As an image processor, GPU is designed to deal with large-scale parallel computing in image processing. Therefore, there are three limitations in the application of deep learning algorithm: first, parallel computing can not be fully utilized in the application process. Deep learning includes two computational steps: training and inference. GPU is very efficient in the training of deep learning algorithm, but for the case of inference with single input, the advantage of parallelism can not be fully exploited. Second, it is impossible to configure the hardware structure flexibly. GPU adopts SIMT computing mode, and its hardware structure is relatively fixed. At present, the deep learning algorithm is not completely stable. If the deep learning algorithm changes greatly, GPU can not flexibly configure the hardware structure like the FPGA. Thirdly, the energy efficiency of the deep learning algorithm is lower than that of the FPGA.
Although FPGA is highly regarded, and even the new generation of Baidu Brain is developed on the basis of the platform of FPGA, it is not specially designed for the application of deep learning algorithms. There are many limitations in practical application. First, the computing power of basic units is limited. In order to achieve reconfigurability, there are a large number of very fine-grained basic units in the FPGA, but the computing power of each unit (mainly relying on LUT lookup table) is far lower than that of ALU module in CPU and GPU; secondly, the proportion of computing resources is relatively low. In order to achieve reconfigurable characteristics, a lot of resources within the FPGA are used for configurable on-chip routing and interconnection; thirdly, there is still a big gap between speed and power consumption relative to the dedicated customization chip (ASIC); fourthly, the price of the FPGA is more expensive, and the cost of a single FPGA is much higher than that of the dedicated customization chip in the case of large-scale.
Therefore, with the development of artificial intelligence algorithm and application technology, and the maturity of the industrial environment of ASIC, full customized artificial intelligence ASIC also gradually reflects its own advantages. The representative companies engaged in the research and development and application of such chips at home and abroad are shown in the figure.

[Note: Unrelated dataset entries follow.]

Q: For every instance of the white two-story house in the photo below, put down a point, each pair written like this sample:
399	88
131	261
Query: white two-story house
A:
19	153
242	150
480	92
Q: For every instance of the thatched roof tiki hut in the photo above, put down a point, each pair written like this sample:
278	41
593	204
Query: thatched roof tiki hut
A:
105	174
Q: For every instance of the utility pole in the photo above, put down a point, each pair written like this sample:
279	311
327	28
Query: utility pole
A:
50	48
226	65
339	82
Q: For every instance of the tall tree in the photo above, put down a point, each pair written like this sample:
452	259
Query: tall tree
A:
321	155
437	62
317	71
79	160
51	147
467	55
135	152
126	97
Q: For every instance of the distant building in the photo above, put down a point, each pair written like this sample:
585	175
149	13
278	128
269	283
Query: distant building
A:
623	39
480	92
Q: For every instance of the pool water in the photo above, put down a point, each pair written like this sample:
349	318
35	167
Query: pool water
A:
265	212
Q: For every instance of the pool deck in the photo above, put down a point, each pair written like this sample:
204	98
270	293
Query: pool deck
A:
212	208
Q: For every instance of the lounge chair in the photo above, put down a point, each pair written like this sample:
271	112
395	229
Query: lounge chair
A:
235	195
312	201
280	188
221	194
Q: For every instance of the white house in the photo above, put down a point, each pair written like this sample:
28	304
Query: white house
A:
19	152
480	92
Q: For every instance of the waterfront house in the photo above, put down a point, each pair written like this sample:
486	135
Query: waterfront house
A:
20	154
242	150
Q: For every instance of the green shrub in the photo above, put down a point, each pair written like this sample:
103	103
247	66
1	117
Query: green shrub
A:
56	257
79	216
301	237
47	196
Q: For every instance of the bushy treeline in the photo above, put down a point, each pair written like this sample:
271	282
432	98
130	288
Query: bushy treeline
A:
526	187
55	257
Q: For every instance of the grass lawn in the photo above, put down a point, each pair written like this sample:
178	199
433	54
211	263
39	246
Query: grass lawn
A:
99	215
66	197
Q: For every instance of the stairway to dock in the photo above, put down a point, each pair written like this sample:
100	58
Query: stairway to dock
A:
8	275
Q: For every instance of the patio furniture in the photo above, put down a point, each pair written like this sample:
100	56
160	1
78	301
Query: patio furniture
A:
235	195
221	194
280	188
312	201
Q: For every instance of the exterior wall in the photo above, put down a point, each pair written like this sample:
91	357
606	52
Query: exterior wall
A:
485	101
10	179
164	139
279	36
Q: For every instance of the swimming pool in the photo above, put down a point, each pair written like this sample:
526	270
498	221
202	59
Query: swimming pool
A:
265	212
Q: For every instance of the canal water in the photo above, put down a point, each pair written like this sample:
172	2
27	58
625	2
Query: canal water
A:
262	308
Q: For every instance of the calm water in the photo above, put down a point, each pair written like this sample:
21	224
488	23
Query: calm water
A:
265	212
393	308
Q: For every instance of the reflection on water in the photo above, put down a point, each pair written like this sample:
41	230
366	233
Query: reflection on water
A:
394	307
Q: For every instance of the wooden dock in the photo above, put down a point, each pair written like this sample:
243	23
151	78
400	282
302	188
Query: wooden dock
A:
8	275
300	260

A Survey of Research and Development of Special Chips for Artificial Intelligence (including Brain-like Chips)
After the stability of the deep learning algorithm, the AI chip can be fully customized by ASIC design method, so that the performance, power consumption and area can be optimized for the deep learning algorithm.
Brain-like chips do not use the classical von Neumann architecture, but are based on neuromorphological architecture design, represented by IBM Truenorth. IBM researchers used memory cells as synapses, computing units as neurons, and transmission units as axons to build prototypes of neurochip. At present, Truenorth uses Samsung's 28-nm power technology, and the chip composed of 5.4 billion transistors has 4096 synaptic cores. The power consumption of real-time operation is only 70 mW. Because synapses require variable weights and memory functions, IBM has experimentally implemented a new type of synapses using phase-change non-volatile memory (PCM) technology compatible with CMOS technology, speeding up the commercialization process.